Reactive applications are built around receiving events. An event is a notification that something has happened; this can be the receipt of a network transmission or access of a UI element.
Events are generated by a component called a reactor or event loop. This component is responsible for delivering low-level events as generated by the network or operating system and delivering them to your application. Your application code is invoked by the reactor, and when your application code exits (for example, a function returns), control is given to the event loop so that it may continue processing events.
An application must ensure that it does not block waiting for network I/O: When application code blocks waiting for the network, the entire process (or thread) is blocked, and the reactor is not able to deliver events which may be ready. As such, any network I/O must be done via the reactor.
Some Couchbase SDKs allow a reactive model in which applications may use this form of parallelism with Couchbase operations: Applications can schedule operations to be performed, and then supply those operations with handlers to be invoked when the operation is complete.
An asynchronous application must be entirely non-blocking. This means that all components which interact with the network need to participate in the event loop or reactor. For example, if your application is also a web server, the web server must also receive requests and serve responses via the reactor. Most reactors feature built-in or third-party web servers and other forms of network service handlers and libraries.
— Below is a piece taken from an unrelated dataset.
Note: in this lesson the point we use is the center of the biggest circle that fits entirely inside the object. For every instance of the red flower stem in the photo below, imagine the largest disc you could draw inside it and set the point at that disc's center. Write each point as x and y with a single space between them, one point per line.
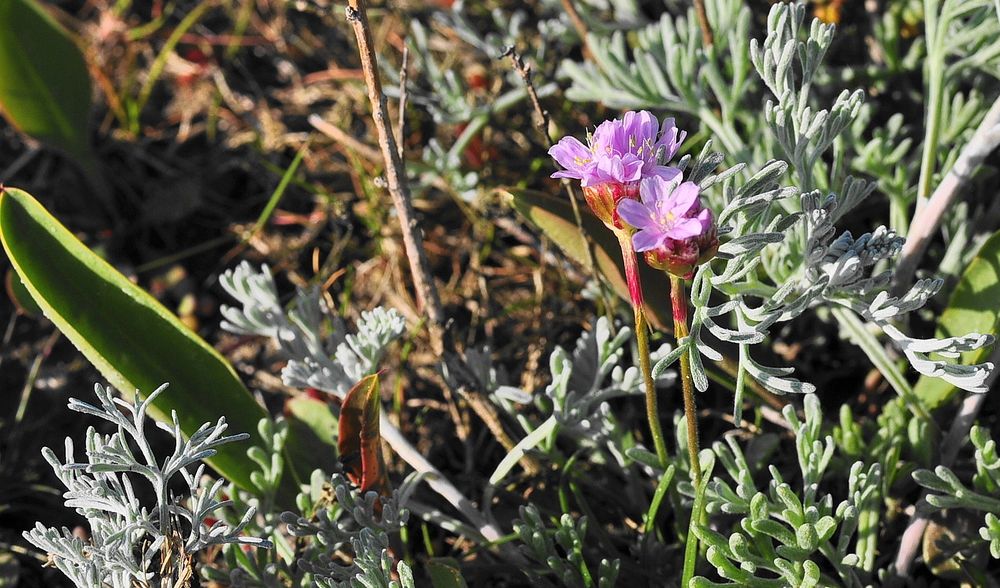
631 264
678 303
There are various asynchronous frameworks for different languages. Consult your SDK documentation to see available options for integration with a given framework.
Asynchronous models are generally recommended for high-throughput, high volume applications. The asynchronous model is capable of handling several thousand concurrent I/O operations in a single thread.
If your application is itself a server, and in addition to interacting with Couchbase, can also concurrently interact with other services, it is recommended to use the asynchronous programming model to greatly improve network throughput and conserve system resources.
Not all applications are suited for the asynchronous model. The asynchronous model introduces additional complexity in initial development and maintenance. Logically sequential logic may be fragmented into multiple functions because some steps require waiting for the network; and thus a function might need to be split into several parts—each interaction with the network requiring a different invocation as a handler.
When application parallelism is at a small scale, and when different network operations are not related and do not require shared state, the use of multiple threads or processes may be acceptable.